Dozens of bodies in civilian clothing were found in the town in April after Russian troops withdrew from the area following a month-long occupation.

Elsewhere in northern Ukraine on Monday, Russian rocket strikes hit the town of Pryluky, local authorities said.

Pryluky, which lies about 150 kilometres (90 miles) east of the capital, is home to a military airfield.

In Lysychansk, Russian bombardments killed three civilians in the last 24 hours, including a six-year-old boy, Lugansk governor Gaiday said.

Separatist authorities in the city of Donetsk said three people were killed and four wounded in Ukrainian shelling on a market.

- Weapons call -

Russia s invasion of its neighbour has prompted Finland and Sweden to give up decades of military non-alignment and seek to join the NATO alliance.

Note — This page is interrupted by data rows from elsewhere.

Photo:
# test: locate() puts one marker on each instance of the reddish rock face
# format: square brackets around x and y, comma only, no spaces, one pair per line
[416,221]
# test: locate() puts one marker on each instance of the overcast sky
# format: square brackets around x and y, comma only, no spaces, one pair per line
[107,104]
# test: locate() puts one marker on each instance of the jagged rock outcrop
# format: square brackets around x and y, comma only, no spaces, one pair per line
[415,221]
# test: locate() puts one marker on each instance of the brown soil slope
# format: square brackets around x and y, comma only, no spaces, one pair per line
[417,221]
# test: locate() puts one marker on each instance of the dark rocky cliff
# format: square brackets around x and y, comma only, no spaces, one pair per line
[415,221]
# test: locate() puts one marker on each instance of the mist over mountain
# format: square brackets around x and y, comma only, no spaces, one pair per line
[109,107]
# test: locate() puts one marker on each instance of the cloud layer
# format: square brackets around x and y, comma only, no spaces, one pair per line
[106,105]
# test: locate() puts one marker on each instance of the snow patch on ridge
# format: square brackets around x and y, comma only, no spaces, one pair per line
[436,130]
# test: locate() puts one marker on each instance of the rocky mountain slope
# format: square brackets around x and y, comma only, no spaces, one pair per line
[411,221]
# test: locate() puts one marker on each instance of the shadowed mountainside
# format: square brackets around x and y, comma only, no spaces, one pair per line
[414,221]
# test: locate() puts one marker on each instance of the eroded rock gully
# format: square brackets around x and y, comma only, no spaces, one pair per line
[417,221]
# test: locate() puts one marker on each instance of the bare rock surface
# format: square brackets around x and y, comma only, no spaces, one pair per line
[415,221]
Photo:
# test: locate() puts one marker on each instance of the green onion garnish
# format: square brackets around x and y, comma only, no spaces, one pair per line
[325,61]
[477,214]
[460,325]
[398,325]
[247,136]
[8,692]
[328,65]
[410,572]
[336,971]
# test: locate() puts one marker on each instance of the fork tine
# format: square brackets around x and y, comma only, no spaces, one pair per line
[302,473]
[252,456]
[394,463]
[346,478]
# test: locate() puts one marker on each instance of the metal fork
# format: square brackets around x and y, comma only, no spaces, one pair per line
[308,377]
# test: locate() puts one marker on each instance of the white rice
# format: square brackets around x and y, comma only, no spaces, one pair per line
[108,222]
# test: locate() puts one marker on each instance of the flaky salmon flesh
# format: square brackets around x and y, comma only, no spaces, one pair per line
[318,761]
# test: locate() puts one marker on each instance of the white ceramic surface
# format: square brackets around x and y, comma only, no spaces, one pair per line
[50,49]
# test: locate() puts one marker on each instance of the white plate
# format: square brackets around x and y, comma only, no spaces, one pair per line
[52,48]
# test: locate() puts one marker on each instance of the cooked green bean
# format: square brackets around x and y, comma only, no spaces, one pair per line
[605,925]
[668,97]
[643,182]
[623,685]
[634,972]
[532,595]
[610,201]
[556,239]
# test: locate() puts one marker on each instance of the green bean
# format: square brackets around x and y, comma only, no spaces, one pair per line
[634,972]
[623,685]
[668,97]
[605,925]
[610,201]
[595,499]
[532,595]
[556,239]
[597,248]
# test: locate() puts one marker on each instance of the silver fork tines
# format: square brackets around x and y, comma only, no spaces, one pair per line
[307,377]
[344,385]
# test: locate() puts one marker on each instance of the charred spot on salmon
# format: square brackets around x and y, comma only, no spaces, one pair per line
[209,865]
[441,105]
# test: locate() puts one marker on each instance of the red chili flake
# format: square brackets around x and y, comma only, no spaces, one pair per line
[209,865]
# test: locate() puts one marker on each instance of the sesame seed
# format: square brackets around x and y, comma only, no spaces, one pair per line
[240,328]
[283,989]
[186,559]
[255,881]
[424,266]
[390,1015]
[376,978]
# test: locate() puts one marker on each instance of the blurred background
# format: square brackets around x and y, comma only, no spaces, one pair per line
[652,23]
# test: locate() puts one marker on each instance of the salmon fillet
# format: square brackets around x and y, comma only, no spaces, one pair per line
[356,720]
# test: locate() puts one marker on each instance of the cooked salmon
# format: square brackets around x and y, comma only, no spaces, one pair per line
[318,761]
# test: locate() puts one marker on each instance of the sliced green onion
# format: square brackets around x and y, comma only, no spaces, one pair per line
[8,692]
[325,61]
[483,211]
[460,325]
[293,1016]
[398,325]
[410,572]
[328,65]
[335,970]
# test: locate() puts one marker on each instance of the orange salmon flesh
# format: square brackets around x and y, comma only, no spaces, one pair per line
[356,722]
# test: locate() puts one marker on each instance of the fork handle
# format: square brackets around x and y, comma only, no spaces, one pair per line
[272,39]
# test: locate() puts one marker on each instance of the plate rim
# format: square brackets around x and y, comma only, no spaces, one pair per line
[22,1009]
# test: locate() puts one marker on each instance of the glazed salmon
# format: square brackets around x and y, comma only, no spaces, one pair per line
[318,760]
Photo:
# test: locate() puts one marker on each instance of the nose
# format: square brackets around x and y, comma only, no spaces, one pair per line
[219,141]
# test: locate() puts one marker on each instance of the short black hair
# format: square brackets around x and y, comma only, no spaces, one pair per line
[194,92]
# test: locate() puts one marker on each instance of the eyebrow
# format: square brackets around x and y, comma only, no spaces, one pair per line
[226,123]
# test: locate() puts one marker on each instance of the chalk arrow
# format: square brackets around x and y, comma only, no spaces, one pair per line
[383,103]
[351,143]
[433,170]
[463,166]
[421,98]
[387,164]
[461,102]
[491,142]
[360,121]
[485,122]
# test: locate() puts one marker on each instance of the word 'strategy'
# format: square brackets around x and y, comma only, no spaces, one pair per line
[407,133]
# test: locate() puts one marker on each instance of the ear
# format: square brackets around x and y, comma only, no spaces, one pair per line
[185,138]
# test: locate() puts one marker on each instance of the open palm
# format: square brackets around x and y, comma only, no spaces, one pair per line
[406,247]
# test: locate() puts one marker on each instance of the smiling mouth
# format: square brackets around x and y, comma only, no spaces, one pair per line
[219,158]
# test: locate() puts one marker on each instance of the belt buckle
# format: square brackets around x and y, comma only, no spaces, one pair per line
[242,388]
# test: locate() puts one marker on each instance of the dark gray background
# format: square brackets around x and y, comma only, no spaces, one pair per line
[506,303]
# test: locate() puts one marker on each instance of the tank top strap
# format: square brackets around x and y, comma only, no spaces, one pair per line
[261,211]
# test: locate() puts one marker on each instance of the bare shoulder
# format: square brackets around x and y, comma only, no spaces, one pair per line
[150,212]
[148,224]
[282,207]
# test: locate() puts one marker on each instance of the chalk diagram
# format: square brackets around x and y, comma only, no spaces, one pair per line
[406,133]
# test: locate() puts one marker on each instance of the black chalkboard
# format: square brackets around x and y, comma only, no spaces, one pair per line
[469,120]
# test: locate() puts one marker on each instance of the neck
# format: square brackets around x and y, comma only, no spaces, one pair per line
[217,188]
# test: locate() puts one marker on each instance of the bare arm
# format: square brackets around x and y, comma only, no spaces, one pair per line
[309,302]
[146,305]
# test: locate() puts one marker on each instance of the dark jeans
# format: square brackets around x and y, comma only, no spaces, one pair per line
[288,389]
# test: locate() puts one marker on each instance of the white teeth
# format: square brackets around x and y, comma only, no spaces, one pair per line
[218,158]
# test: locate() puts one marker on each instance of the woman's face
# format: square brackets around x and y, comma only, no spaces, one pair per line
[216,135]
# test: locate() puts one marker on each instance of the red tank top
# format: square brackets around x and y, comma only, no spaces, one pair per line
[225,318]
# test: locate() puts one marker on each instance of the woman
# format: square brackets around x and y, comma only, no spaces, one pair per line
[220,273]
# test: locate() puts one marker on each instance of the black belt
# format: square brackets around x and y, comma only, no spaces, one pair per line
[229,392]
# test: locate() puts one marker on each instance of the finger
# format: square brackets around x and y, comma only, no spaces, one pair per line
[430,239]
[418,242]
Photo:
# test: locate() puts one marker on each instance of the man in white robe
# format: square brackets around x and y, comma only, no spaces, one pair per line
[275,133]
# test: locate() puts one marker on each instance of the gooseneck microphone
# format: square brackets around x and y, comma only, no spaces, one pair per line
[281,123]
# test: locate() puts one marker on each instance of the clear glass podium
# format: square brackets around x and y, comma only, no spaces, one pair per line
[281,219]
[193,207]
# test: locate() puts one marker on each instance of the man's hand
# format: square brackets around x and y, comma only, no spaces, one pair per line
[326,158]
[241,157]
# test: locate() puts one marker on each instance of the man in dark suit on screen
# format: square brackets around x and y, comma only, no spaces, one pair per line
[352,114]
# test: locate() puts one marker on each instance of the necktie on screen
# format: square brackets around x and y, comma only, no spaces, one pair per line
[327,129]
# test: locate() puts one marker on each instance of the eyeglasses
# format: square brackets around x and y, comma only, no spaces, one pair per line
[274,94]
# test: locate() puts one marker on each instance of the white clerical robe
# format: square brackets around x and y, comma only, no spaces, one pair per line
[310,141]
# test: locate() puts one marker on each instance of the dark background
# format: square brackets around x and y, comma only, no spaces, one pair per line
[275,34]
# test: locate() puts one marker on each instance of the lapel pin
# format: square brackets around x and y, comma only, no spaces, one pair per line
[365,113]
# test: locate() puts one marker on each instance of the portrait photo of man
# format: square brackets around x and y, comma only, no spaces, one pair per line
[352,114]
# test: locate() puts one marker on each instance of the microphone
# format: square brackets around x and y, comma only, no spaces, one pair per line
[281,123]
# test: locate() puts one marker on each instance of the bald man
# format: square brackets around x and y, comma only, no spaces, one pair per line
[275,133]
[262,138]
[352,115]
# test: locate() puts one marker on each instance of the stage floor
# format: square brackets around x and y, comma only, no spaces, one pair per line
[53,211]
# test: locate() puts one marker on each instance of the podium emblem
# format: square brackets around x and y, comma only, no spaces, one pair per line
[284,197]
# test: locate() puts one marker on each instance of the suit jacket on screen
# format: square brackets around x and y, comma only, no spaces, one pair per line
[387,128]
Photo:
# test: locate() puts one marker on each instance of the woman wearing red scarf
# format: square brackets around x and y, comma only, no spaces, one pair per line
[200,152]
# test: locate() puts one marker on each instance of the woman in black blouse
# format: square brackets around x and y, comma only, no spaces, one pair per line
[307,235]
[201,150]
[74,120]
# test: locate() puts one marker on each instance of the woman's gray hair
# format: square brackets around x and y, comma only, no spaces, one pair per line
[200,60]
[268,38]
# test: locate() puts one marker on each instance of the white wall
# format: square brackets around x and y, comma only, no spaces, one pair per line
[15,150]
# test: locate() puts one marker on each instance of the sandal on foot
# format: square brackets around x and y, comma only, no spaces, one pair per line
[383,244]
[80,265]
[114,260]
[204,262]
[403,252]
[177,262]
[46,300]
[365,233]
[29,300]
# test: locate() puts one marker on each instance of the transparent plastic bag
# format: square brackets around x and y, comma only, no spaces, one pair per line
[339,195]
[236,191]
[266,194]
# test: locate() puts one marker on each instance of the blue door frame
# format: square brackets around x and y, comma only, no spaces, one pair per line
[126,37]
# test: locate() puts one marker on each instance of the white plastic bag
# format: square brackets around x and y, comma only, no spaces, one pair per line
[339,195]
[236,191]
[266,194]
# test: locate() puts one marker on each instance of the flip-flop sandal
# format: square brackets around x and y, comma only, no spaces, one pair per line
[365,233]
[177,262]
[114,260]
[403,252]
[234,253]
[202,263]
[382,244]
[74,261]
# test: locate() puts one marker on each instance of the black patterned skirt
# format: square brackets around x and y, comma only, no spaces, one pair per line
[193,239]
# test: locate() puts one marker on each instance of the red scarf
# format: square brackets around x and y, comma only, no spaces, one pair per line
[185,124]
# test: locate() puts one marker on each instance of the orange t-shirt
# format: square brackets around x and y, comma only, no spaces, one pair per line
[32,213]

In terms of security, Sweden is "in a better place now than before it applied", NATO chief Jens Stoltenberg said Monday, even though its application is in limbo with Turkey currently withholding its approval.

Stoltenberg said NATO was working "hard and actively" to resolve Ankara s concerns "as soon as possible" ahead of a June 15 meeting.

It was at the Brussels summit that Kyiv said Monday it was hoping for a decision on further Western arms deliveries to support its war effort.

"Being straightforward -- to end the war we need heavy weapons," Ukrainian presidential advisor Mykhaylo Podolyak said on Twitter.

Podolyak listed items he said the Ukrainian army requires, including hundreds of howitzers, tanks and armoured vehicles.

- Harvest delayed -

Far from the war, World Trade Organization members were gathering in Geneva to address the threat posed to global food security by Russia s invasion.

Ukraine s deputy agriculture minister on Monday said a quarter of his country s arable land had been lost but insisted national food security was not threatened.

On a farm near the southern Ukrainian city Mykolaiv, the harvest has been delayed by the need to undo damage by Russian troops who passed through the area in March.

"We planted really late because we needed to clear everything beforehand," including bombshells, Nadiia Ivanova, 42, told AFP.

The farm s warehouses currently hold 2,000 tonnes of last season s grain but there are no takers.

The railways have been partially destroyed by the Russian army, while any ship that sails faces the threat of being sunk.